Generalized logarithmic modification of Barrow–Tsallis entropy can alleviate the Hubble tension

This study investigates the generalized Barrow–Tsallis entropy, characterized by the quantum-gravitational deformation parameter $\Delta$, the Tsallis nonextensivity parameter $q$, and the logarithmic correction parameter $\alpha$, as a framework for addressing the Hubble tension within a modified cosmological model. By incorporating the Barrow entropy, $S\propto A^{\Delta }$, and Tsallis entropy, $S_q=\frac{A}{4G}+\tilde{\alpha }{ln}_q\frac{A}{4G}+\tilde{\beta }$, we derive modified Friedmann equations in a Friedmann–Robertson–Walker (FRW) universe, introducing an effective dark energy component.

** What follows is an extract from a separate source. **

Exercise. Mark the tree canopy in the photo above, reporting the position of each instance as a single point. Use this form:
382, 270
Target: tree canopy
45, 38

The model is constrained using a comprehensive combination of observational datasets, including Planck 2018 Cosmic Microwave Background (CMB) data, Baryon Acoustic Oscillations (BAO), Cosmic Chronometers (CC), Pantheon Supernovae, and Planck lensing data. Our analysis reveals that the inclusion of these datasets significantly mitigates the Hubble tension, achieving a $1.21\sigma$ agreement with Planck 2018 and $0.98\sigma$ with the R22 local measurement. The parameter $\alpha$ indicates subtle deviations from classical entropy, while $\Delta$ is tightly constrained to $\Delta <0.002$, suggesting minimal quantum-gravitational corrections on cosmological scales. Furthermore, the Tsallis parameter $q$ stabilizes at $q\approx 0.41$, demonstrating the robustness of the model in fitting observational data. This work demonstrates that the generalized entropy framework serves as a compelling alternative to the standard $\Lambda$CDM model, offering competitive performance in reconciling the Hubble tension and explaining late-time cosmic acceleration.